Extending a hundred miles across south-central Ontario, Toronto is the fifth largest metropolitan area in North America, with the highest population density and the busiest expressway.
At its core old Toronto consists of walkable neighborhoods and a financial district deeply connected to the global economy.
Newer parts of the region have downtown centers linked by networks of arterial roads and expressways, employment districts with most of the region's jobs, and ethnically diverse suburbs where English is a minority language.
About half the population is foreign-born-the highest proportion in the developed world.
Population growth because of immigration-almost three million in thirty years-shows few signs of abating, but recently implemented regional strategies aim to contain future urban expansion within a greenbelt and to accommodate growth by increasing densities in designated urban centers served by public transit.
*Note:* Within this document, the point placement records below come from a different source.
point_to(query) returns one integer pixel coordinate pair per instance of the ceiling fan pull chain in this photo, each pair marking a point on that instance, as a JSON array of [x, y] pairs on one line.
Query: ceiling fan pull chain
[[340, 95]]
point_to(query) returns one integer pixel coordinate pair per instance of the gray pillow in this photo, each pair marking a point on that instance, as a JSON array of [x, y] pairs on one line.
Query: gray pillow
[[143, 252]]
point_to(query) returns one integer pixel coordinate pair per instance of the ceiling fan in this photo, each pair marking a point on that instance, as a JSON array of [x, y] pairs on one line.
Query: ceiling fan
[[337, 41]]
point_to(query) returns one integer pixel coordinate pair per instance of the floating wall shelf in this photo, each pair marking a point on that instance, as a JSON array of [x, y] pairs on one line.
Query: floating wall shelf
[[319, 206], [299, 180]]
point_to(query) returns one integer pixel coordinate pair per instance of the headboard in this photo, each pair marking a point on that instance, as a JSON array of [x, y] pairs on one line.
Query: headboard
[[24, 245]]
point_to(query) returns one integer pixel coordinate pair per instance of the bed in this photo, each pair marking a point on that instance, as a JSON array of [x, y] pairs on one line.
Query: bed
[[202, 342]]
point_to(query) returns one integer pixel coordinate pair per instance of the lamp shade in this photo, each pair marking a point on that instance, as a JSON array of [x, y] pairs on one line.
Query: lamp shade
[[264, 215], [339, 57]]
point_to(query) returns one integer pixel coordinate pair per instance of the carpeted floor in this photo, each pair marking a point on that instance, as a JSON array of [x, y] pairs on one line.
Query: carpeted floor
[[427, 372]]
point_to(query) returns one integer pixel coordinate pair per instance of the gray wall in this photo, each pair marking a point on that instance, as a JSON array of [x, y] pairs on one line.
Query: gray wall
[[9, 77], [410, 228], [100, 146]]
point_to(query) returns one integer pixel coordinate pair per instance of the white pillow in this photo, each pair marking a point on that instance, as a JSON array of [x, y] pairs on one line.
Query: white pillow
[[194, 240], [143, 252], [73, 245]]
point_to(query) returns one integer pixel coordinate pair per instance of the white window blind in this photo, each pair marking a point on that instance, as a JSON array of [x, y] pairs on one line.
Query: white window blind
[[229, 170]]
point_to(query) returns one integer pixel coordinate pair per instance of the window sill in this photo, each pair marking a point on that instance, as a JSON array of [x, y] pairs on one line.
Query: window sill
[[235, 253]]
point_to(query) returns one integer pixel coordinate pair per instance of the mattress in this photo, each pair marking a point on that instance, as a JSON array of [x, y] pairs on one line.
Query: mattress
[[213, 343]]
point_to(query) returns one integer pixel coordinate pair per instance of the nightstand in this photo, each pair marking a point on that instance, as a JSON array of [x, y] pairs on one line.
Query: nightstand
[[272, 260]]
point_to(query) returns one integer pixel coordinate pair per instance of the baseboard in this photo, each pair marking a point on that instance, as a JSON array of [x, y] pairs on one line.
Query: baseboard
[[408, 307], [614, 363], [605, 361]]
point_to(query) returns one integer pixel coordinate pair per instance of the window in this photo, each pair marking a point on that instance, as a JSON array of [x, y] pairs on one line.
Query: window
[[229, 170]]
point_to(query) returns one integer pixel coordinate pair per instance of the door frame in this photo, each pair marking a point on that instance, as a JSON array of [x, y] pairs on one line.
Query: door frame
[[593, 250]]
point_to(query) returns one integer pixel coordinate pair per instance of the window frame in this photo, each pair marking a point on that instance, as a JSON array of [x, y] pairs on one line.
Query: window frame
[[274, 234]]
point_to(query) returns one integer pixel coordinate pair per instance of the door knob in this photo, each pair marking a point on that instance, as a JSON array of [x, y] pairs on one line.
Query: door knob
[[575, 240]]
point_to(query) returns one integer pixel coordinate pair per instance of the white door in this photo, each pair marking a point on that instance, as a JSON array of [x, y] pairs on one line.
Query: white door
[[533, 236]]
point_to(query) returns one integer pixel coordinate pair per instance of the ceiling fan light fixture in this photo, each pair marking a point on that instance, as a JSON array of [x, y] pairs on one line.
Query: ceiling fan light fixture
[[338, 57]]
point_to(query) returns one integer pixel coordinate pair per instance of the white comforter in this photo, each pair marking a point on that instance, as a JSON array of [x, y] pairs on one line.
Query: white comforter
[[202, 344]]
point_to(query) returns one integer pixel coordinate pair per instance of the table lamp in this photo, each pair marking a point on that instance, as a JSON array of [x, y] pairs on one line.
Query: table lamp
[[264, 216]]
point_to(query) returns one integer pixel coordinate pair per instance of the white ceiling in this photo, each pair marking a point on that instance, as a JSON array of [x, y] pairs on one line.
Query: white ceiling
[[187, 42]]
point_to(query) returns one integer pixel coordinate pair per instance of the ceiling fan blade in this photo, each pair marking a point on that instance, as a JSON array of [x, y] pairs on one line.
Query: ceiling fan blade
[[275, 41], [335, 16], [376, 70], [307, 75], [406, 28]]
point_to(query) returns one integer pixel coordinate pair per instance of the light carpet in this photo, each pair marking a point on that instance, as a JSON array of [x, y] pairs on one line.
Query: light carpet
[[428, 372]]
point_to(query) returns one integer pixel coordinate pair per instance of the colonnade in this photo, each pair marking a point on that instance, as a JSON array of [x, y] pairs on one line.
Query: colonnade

Toronto: Transformations in a City and Its Region traces the city's development from a British colonial outpost established in 1793 to the multicultural, polycentric metropolitan region of today.
Though the original grid survey and much of the streetcar city created a century ago have endured, they have been supplemented by remarkable changes over the past fifty years in the context of economic and social globalization.
Geographer Edward Relph's broad-stroke portrait of the urban region draws on the ideas of two renowned Torontonians-Jane Jacobs and Marshall McLuhan-to provide an interpretation of how its current forms and landscapes came to be as they are, the values they embody, and how they may change once again.